Carbohydrates like the ones found in chips, cookies and crackers, create an ideal environment for the acids that cause decay. And soda and other drinks that are full of sugar not only add empty calories, but work to erode your enamel and damage your teeth over time. Diet sodas are no better because they bathe the teeth in acid, lowering the ability of saliva to buffer against plaque acids.
If we don’t brush after eating, those acids and sugars can continue to eat away at our teeth, leading to cavities and periodontal disease.

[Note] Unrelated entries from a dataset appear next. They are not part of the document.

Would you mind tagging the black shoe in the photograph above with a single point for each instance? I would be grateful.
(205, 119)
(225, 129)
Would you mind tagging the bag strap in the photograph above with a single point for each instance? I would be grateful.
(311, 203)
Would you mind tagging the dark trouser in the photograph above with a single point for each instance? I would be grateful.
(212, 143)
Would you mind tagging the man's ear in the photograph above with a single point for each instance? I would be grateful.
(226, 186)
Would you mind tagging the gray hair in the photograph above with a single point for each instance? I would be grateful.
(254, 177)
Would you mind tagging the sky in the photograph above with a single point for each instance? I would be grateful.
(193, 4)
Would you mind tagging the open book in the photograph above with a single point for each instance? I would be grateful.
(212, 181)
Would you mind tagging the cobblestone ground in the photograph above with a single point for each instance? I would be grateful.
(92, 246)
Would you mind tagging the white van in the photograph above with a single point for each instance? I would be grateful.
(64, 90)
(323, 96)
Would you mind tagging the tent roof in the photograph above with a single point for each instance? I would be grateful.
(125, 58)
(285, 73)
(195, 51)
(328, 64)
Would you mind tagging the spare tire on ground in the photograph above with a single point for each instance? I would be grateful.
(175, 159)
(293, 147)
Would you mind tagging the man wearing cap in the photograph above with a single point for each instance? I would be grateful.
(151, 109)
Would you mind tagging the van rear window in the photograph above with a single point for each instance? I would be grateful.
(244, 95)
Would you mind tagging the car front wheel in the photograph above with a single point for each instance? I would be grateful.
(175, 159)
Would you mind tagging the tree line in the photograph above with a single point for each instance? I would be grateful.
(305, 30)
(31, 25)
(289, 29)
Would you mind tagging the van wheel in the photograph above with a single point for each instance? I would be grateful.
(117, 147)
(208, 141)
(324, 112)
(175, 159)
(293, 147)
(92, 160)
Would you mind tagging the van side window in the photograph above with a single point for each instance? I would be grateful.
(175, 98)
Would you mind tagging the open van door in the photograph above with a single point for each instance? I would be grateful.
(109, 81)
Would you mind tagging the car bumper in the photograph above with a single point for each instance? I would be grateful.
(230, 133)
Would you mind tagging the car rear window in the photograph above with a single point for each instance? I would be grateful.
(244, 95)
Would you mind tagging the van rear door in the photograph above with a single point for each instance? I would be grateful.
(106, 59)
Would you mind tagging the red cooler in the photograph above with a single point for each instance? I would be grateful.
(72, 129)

If you can’t brush after eating, be sure to drink plenty of water to help wash away any food particles that could linger and lead to problems.
It’s also important to avoid habits that can damage your teeth. Smoking and tobacco use are harmful to your smile and your health, but there are a lot of habits many people have that they may not realize are damaging their teeth.
Do you crunch ice? Do you use your teeth as a tool? Do you grind or clench your teeth when you’re stressed or angry? These are all things that can cause harm to your teeth, leading to damage to the enamel and chipping, even fracturing of your teeth.
“Visiting your dentist is a wonderful start to caring for your teeth and gums,” says Dr. Brusky. “But we can’t be the only ones concerned with the health of your mouth. You have to play your part. Having a beautiful, healthy and functional smile starts at home. As a dentist, I want your smile to last you a lifetime – and that can’t happen without proper home care.”